Tüm dosya kapsamı yapılan açıklamalar ile beraber değerlendirildiğinde somut olayda, davacının yukarıdaki tanıma uygun tüketici konumunda olduğu, davaya konu aracın ise incelenen tescil belgesinde kullanım amacının “—–” olarak belirtildiği, kullanım şeklinin ticari olmadığı, davacı ile davalı şirket arasında kasko poliçesinin düzenlendiği, davacının dosyaya sunulan belgelere göre tacir olmadığı, sözleşmeye konu aracın ticari araç niteliğinde bulunmadığı, davacının kasko poliçesini tüketici olarak imzaladığı, taraflar arasında akdi bir ilişki olup, davalının sorumluluğunun kaynağının da bu sözleşme olduğu ve yargılamada bu sözleşme esas alınarak davalının sorumluluğunun belirleneceği, görev itirazının yargılamanın her aşamasında ileri sürülebileceği gibi mahkemece de re’sen nazara alınarak yargılamanın her aşamasında görevsizlik kararı verilebileceği, HMK 2. madde, TTK 4. ve 5. Maddesi ve 6502 sayılı yasanın ilgili maddeleri gereğince davaya bakma görevinin mahkememize ait olmadığı, davacı tarafça açılan davanın —— Tüketici Mahkemesi’nde görülmesi gerektiği mahkememizce anlaşılmış ve mahkememizin görevsizliğine ilişkin aşağıdaki şekilde karar vermek gerekmiştir.

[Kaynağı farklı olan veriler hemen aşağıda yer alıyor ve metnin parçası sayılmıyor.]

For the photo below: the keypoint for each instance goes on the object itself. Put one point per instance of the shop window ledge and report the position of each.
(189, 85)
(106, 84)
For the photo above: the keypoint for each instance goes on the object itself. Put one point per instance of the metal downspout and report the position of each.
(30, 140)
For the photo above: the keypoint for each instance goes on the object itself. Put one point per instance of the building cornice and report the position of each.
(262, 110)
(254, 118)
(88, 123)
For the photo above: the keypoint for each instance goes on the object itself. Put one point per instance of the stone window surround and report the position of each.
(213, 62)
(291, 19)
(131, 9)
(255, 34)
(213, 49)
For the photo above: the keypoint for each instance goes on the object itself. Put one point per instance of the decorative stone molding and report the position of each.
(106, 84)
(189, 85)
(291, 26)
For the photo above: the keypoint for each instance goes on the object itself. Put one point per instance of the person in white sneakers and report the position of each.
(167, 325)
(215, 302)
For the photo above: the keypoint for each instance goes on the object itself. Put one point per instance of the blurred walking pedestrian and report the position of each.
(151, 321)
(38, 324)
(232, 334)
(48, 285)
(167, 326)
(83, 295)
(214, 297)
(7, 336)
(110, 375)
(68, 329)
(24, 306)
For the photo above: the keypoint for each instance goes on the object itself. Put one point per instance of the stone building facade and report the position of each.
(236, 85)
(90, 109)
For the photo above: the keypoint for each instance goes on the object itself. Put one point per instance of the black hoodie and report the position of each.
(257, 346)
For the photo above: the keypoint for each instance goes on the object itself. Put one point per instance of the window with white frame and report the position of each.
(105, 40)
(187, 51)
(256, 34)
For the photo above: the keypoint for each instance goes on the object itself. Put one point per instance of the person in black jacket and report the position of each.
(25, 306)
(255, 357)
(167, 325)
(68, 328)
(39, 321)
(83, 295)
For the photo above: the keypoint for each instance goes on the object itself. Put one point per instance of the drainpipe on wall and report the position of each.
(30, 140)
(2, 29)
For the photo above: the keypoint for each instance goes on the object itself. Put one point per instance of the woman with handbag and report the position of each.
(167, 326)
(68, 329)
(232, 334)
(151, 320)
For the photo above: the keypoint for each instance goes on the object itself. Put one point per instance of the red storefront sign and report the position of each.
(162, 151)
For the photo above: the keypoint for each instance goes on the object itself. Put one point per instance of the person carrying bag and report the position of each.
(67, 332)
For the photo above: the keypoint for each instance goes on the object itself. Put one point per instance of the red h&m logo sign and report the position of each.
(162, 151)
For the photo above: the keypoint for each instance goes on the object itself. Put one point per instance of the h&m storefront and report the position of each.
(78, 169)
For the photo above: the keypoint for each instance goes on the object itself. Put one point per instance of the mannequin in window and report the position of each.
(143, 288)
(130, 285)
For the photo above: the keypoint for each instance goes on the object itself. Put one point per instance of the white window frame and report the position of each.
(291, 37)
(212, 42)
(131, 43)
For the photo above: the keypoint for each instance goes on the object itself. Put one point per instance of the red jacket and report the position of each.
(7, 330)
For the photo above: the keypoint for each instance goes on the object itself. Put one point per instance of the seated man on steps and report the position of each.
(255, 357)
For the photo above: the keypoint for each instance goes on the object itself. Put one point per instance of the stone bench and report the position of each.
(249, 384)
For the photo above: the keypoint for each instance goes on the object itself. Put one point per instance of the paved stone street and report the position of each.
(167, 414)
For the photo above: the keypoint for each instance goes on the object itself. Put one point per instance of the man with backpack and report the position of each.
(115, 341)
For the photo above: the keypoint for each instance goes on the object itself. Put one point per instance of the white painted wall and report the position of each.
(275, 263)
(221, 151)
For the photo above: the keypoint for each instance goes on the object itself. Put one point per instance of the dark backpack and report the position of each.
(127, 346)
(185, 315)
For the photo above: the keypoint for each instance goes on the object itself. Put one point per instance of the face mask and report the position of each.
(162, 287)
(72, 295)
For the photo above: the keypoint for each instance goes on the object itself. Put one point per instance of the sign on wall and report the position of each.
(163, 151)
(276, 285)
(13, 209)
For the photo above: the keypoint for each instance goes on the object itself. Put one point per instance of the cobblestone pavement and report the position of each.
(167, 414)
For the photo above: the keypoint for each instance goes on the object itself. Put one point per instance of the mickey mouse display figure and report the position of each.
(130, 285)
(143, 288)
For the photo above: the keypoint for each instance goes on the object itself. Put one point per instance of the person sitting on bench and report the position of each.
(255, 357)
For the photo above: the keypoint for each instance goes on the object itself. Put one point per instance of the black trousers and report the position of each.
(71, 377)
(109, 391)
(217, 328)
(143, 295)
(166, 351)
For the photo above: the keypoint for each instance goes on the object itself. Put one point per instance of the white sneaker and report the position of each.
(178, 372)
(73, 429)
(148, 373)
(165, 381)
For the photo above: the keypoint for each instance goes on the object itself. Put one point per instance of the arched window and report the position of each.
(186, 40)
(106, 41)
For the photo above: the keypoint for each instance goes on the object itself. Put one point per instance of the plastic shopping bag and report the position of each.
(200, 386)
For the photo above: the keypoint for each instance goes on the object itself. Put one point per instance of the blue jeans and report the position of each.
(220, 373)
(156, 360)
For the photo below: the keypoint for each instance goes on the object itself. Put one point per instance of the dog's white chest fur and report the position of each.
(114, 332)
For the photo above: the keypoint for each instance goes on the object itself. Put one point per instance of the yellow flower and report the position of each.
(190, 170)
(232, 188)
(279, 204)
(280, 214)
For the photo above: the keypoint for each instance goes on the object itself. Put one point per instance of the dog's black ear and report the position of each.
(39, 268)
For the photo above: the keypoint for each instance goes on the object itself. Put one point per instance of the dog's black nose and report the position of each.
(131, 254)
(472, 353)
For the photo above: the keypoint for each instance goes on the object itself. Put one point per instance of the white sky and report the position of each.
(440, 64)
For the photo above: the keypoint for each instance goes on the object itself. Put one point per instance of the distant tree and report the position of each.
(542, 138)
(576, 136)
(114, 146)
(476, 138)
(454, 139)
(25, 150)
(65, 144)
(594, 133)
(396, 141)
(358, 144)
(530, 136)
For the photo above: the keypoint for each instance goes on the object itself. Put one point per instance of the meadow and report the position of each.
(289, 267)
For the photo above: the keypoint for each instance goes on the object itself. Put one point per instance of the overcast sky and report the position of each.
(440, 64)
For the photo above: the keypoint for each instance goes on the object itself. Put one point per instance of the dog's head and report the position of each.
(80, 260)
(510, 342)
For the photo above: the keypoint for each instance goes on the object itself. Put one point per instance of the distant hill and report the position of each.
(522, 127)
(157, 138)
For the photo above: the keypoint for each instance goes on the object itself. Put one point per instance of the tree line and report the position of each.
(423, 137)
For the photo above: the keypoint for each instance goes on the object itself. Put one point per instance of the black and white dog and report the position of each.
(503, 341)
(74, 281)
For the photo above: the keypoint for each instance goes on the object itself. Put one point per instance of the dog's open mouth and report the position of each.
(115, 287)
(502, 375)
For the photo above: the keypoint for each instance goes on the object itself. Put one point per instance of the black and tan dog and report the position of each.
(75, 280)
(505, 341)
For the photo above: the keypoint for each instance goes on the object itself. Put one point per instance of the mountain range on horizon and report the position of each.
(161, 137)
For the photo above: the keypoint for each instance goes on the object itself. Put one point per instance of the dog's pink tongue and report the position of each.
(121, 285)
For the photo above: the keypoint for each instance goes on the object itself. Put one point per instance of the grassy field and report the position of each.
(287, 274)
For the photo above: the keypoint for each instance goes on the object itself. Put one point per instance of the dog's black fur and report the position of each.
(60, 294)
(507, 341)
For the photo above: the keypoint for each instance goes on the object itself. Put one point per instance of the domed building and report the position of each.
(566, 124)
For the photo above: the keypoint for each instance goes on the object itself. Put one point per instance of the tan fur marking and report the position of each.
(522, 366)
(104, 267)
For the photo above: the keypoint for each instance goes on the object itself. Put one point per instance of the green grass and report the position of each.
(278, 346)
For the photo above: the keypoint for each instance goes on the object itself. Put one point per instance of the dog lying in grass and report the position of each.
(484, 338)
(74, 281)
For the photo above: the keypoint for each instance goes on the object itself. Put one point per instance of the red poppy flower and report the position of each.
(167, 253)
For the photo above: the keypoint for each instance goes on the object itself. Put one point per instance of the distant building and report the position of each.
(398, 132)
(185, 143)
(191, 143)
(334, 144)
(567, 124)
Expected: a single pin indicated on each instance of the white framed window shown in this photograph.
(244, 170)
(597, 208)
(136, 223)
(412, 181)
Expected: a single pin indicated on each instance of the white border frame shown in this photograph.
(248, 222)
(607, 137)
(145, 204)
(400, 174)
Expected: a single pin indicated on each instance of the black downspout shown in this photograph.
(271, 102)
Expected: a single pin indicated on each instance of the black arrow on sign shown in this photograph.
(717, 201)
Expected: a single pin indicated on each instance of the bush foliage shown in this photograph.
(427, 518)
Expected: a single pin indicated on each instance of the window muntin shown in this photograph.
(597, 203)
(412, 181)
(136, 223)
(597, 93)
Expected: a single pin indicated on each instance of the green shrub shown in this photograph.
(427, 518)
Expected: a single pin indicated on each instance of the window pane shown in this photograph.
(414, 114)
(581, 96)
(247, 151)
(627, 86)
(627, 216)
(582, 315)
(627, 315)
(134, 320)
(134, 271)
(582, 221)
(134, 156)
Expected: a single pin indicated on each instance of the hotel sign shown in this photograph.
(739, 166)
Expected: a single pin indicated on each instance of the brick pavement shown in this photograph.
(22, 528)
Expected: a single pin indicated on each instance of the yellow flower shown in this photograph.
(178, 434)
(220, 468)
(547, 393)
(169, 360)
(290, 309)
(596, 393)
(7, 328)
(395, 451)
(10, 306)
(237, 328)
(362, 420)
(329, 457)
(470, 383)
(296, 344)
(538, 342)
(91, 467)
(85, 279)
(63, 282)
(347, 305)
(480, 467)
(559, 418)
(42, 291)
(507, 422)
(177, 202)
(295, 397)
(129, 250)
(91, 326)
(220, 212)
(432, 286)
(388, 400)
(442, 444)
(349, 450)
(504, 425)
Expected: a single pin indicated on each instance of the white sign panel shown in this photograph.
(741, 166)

HÜKÜM: Gerekçesi yukarıda açıklandığı üzere:
1-Mahkememizin görevsizliği nedeniyle davanın usulden reddine,
2-Karar kesinleştiğinde ve talep halinde dosyanı görevli ve yetkili —–Tüketici Mahkemesine gönderilmesine,
3-Yargılama gideri ve vekalet ücretinin görevli mahkemece hüküm altına alınmasına,
4-Kararın istinaf edilmeksizin kesinleşmesi halinde yargı yerinin belirlenmesi için resen ——Bölge Adliye mahkemesinin ilgili dairesine dosyanın gönderilmesine,Dair, Davacı vekilinin yüzüne karşı davalının yokluğunda gerekçeli kararın tebliğden itibaren 2 hafta süre içerisinde——BAM nezdinde İstinaf yolu açık olmak üzere verilen karar açıkça okundu.